1 Introduction

1.1 Motivation

The world’s forcibly displaced population hit its record high in 2017. Globally, at the end of 2017, the global refugee population increased by 2.9 million. By the end of the year, 68.5 million individuals were forcibly displaced worldwide as a result of persecution conflict, or generalized violence (https://www.unhcr.org/5b27be547.pdf). Despite the increase in demand for refugee admission and assistance, the United States specifically has taken a drastic turn away from supporting refugees. The number of refugees admitted to the United States has dropped from a recent high of 84,994 in FY 2016 to 22,874 in FY 2018 - the lowest in 40 years since 1977. The current ceiling for refugee admission has also dropped to 45,000, the lowest in the history of the current US resettlement program. Coming at a time when global numbers of refugees have reached record highs, the ratio of refugees admitted to the United States to the number of refugees worldwide has never been lower. For the first time, the US policy towards refugee admission is moving decisively against the trend of the total number of refugees worldwide (https://www.cgdev.org/blog/reflecting-world-refugee-day-trends-and-consequences-us-refugee-policy). The recent years thus mark a significant shift in refugee resettlement in the US, as a result, this report will be examining the refugee admission trend in the US over the past 10 years (2009-2018).

1.2 Background

According to the UNHCR, refugees are defined as those who have been forced to leave their country due to violence, war, or persecution based on their race, religion, nationality, political opinion or particular social group.

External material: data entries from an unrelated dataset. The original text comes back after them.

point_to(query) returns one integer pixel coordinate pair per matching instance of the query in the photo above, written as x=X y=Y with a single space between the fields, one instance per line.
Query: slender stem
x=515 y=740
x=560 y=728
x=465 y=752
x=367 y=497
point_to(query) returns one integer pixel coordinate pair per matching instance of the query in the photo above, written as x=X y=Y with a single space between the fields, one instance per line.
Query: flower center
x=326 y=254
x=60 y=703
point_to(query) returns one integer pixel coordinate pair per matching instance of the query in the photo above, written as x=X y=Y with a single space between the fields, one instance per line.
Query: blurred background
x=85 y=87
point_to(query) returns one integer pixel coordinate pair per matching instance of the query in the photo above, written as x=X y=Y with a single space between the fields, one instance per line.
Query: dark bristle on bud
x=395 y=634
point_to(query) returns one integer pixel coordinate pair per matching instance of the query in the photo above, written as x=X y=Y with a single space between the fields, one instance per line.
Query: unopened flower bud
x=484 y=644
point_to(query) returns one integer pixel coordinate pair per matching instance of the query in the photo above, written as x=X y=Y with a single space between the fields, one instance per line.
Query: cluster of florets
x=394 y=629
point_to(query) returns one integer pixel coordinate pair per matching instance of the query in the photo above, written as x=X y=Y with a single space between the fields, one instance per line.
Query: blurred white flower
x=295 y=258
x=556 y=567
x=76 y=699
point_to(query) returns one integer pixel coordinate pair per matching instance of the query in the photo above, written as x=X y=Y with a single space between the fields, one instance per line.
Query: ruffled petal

Process of refugee resettlement:

  1. The process of refugee resettlement to the U.S. is a lengthy and thorough process that takes approximately two years and involves numerous U.S. governmental agencies

  2. Refugees do not choose the country in which they would like to live. UNHCR, the UN Refugee Agency identifies the most vulnerable refugees for resettlement and then makes recommendations to select countries.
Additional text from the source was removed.